Le vivre ensemble dans la diversité

Le vivre ensemble dans la diversité : Combiner le programme DDRR-RSS et une politique de décentralisation pour préserver l’unité et la sécurité en Centrafrique

Notre République est à la recherche d’un modèle de vivre ensemble qui fournit paix et sécurité et qui soit compatible avec l’essentiel de ses valeurs républicaines, en particulier l’unité du Pays, la liberté des Individus et l’égalité des Territoires. Dans cette perspective, la politique du Président Faustin Archange Touadera se concentre, à côté des urgences du quotidien, délibérément sur la problématique d’une reconstruction de l’État.

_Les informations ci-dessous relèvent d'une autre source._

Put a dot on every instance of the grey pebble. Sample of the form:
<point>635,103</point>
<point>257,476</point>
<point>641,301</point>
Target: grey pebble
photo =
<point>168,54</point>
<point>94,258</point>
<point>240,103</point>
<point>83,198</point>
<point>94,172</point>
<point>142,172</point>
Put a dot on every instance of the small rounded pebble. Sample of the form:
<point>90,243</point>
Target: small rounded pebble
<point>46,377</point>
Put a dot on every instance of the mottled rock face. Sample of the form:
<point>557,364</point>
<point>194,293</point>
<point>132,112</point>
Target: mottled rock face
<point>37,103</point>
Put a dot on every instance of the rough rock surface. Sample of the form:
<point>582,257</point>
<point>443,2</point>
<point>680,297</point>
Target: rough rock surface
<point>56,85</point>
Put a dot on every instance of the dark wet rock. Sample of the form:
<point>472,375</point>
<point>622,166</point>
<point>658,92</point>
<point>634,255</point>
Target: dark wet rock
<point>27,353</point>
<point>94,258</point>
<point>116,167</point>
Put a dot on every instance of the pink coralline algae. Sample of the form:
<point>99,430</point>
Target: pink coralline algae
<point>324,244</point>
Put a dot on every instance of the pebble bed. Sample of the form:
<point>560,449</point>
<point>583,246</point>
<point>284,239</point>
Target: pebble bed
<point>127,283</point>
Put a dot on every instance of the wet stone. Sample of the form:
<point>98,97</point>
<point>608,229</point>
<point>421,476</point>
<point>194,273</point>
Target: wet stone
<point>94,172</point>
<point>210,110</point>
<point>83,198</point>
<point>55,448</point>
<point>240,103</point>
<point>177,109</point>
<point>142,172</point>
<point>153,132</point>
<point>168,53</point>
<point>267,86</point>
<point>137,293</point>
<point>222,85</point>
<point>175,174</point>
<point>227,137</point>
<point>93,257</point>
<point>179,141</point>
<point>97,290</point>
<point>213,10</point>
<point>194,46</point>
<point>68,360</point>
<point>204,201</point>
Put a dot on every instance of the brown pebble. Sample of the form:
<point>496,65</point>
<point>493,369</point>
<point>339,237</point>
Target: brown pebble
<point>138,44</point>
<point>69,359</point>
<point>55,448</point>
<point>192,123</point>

Étymologiquement, reconstruire, c’est construire à nouveau. Pour nous, Centrafricains, c’est mettre en place des institutions nouvelles qui permettent à nos territoires et à nos habitants de vivre en paix, de vivre mieux, d’avoir l’ambition de devenir un pays modèle pour le reste de l’Afrique, les donner une forme légitime. Envisagée comme tel, l’idée de "reconstruction" implique une relecture de notre histoire institutionnelle, un bilan objectif. Ce bilan nous est, malheureusement, donné par nos souffrances communes : ce qui existe ne fonctionne pas -ou ne fonctionne plus-, l’intérêt de tous commande donc un changement revoyant les contours actuels et la nécessité de rebâtir. Que faut-il reconstruire lorsque le Président fait du DDRR-RSS le maillon essentiel de sa politique ?

Investir dans la décentralisation et la gouvernance locale

L’impatience légitime de la population, l’insécurité endémique, le besoin structurel des fonctionnaires de trouver un cadre et des missions claires, les incertitudes politiques, les idées sécessionnistes doivent trouver les solutions durables dans la reconstruction des rapports État-collectivités territoriales et sécurité initiés simultanément à la mise en œuvre des objectifs du DDRR-RSS.

La "reconstruction" constitue un projet de "réengagement" du pays sur de nouveaux principes directeurs ou sur le raffermissement de ceux-ci.  Comment alors peut-on rebâtir l’édifice ?  Ce débat doit être l’affaire de tous et doit, sous la direction du Président de la République, être exemplaire et participatif. Cet article a donc comme but d’exposer ma participation à ce débat.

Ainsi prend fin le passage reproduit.